By helping to prioritise the backlog or the queue of work, instead of a great morass of work being thrown at the team for them to work out the priorities, the team is empowered to pull the next item in the list without having to pick through a messy backlog.

This is often where managers can begin to resist agile practice, normally with excuses about not being able to prioritise because everything needs to be done. Really what they are saying is “I don’t want to be responsible for prioritising”. In that way they push the decision-making to the team without the required empowerment and therefore the blame of things go wrong. Or worse they try to take further control away from the team and tell them which user stories must be done in minute detail, accounting for every minute of a developer’s time.

However there is a way to wrest back control. Have a firm queue limit (in scrum your sprint backlog, in Kanban a WIP limit on the input queue) with a defined policy for how work can get into the backlog and be removed from the backlog. The manager or more commonly the managers then must talk to each other to ensure that the highest value work is being done in relation to other projects and other parts of the business. Also it may encourage more communication within the team during prioritisation. Scrum prescribes this sort of behaviour, Kanban allows this behaviour to emerge.

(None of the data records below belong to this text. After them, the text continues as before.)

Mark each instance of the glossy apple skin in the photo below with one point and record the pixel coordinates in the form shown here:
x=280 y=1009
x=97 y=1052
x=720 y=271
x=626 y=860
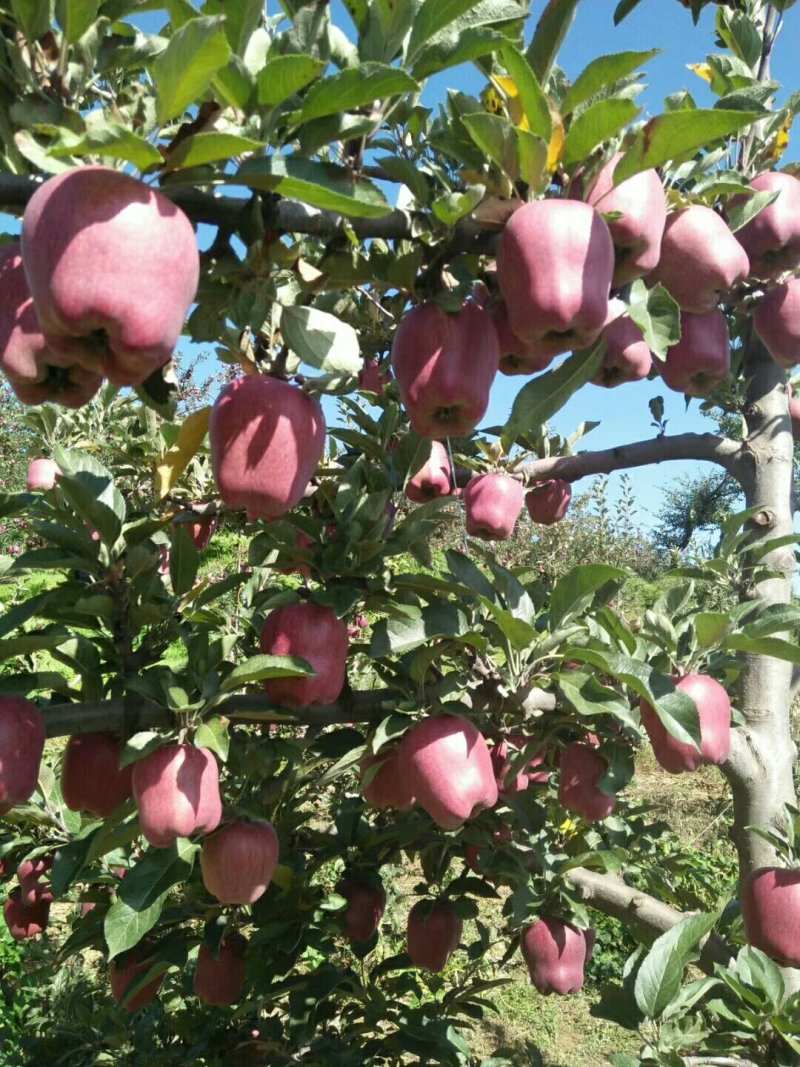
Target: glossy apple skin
x=21 y=744
x=637 y=235
x=770 y=910
x=366 y=905
x=701 y=361
x=701 y=259
x=91 y=777
x=239 y=861
x=772 y=238
x=433 y=938
x=555 y=264
x=627 y=357
x=557 y=953
x=123 y=971
x=493 y=504
x=448 y=767
x=580 y=767
x=714 y=713
x=42 y=473
x=548 y=502
x=267 y=440
x=445 y=365
x=105 y=252
x=314 y=633
x=777 y=321
x=219 y=981
x=33 y=370
x=177 y=793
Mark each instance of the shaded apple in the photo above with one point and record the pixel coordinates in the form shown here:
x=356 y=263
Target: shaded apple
x=493 y=503
x=701 y=361
x=314 y=633
x=91 y=777
x=557 y=953
x=177 y=792
x=21 y=744
x=714 y=714
x=113 y=269
x=701 y=259
x=555 y=263
x=447 y=765
x=432 y=934
x=239 y=860
x=445 y=365
x=267 y=440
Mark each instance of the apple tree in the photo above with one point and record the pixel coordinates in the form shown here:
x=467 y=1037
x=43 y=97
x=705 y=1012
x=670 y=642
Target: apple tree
x=282 y=704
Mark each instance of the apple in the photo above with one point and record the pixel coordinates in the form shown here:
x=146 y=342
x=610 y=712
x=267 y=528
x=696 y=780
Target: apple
x=267 y=440
x=627 y=356
x=366 y=904
x=177 y=792
x=772 y=238
x=219 y=980
x=314 y=633
x=580 y=767
x=701 y=259
x=641 y=203
x=555 y=263
x=433 y=479
x=770 y=910
x=557 y=953
x=21 y=744
x=91 y=777
x=126 y=970
x=433 y=934
x=714 y=713
x=448 y=768
x=445 y=365
x=113 y=269
x=548 y=500
x=239 y=860
x=777 y=321
x=493 y=504
x=33 y=370
x=701 y=361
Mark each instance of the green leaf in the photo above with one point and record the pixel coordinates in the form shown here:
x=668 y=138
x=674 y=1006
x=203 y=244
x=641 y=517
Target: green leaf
x=321 y=185
x=184 y=70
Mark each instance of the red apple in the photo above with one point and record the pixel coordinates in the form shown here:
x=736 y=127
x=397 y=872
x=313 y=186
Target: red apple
x=445 y=365
x=113 y=269
x=770 y=910
x=580 y=767
x=21 y=744
x=557 y=953
x=548 y=500
x=641 y=204
x=238 y=862
x=219 y=980
x=446 y=763
x=433 y=934
x=701 y=361
x=493 y=504
x=177 y=792
x=772 y=238
x=701 y=259
x=91 y=777
x=314 y=633
x=714 y=713
x=555 y=264
x=267 y=440
x=366 y=904
x=777 y=321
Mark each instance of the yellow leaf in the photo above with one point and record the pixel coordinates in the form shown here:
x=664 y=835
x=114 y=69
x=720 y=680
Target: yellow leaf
x=175 y=460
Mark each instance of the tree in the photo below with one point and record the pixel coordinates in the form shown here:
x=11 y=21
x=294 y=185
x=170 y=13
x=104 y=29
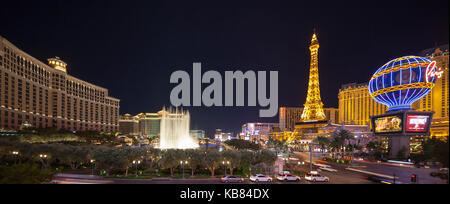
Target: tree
x=24 y=174
x=195 y=159
x=242 y=144
x=265 y=158
x=323 y=142
x=340 y=137
x=170 y=160
x=233 y=157
x=212 y=160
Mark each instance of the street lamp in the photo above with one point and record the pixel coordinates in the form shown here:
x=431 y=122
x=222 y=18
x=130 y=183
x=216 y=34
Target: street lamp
x=15 y=154
x=43 y=157
x=225 y=163
x=136 y=162
x=182 y=165
x=93 y=166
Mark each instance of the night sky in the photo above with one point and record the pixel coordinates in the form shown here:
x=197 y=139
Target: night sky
x=131 y=48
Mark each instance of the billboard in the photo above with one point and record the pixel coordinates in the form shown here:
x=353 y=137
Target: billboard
x=417 y=123
x=388 y=124
x=402 y=123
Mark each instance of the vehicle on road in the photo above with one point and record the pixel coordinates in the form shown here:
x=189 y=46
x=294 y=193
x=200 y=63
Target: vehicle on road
x=315 y=176
x=260 y=178
x=231 y=179
x=287 y=177
x=328 y=169
x=382 y=180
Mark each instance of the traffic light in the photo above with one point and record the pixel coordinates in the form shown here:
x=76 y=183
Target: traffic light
x=413 y=178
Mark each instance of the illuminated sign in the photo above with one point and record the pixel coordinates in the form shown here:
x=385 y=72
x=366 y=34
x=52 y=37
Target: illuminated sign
x=388 y=124
x=431 y=71
x=417 y=123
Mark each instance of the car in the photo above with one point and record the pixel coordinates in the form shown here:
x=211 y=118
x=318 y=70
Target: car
x=287 y=177
x=382 y=180
x=315 y=176
x=231 y=179
x=260 y=178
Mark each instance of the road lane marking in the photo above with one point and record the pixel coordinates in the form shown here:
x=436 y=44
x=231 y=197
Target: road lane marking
x=372 y=173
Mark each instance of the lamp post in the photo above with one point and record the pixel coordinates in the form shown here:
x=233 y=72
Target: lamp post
x=15 y=154
x=43 y=157
x=136 y=163
x=182 y=165
x=93 y=166
x=310 y=156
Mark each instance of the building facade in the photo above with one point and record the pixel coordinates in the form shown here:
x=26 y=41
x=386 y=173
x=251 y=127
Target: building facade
x=223 y=136
x=150 y=124
x=257 y=131
x=129 y=124
x=313 y=107
x=44 y=95
x=288 y=117
x=356 y=106
x=199 y=134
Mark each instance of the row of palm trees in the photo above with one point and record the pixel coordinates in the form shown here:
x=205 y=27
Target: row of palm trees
x=124 y=158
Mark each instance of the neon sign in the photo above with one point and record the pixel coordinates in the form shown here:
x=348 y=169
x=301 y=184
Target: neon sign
x=431 y=71
x=402 y=81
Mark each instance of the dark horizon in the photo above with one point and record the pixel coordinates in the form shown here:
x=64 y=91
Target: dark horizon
x=132 y=48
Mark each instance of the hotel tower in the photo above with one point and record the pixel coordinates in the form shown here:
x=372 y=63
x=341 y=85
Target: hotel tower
x=40 y=95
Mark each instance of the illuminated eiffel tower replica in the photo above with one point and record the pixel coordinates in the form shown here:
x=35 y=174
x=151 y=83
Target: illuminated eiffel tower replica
x=313 y=108
x=313 y=116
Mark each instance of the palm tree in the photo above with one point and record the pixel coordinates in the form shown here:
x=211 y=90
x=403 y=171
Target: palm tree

This simple area is often where agile begins to fall apart as it is commonly grown from within a development team. The team is then often unable to do anything about the input queues of their own work. This usually means agile adoption ends in work being done to the “whoever shouts loudest” model of management. This bakes in existing bad behaviour, or worse allows it to emerge!

The key is to ensure the person(s) who own the queue take responsibility for it. In Scrum that’s the team, including the product owner (most scrum implementations I’ve seen seem to neglect this vital role). In Kanban that’s limiting WIP with clear policies for how the queue is stocked and how work is pulled from the queue.

The reason this is so vital to agile success is that it acknowledges that agile practice does not exist in a development vacuum. It is part of the wider aims of the organisation and it requires us to look at the entire value stream and manage the flow of value/work in relation to the overall organisational objectives and priorities.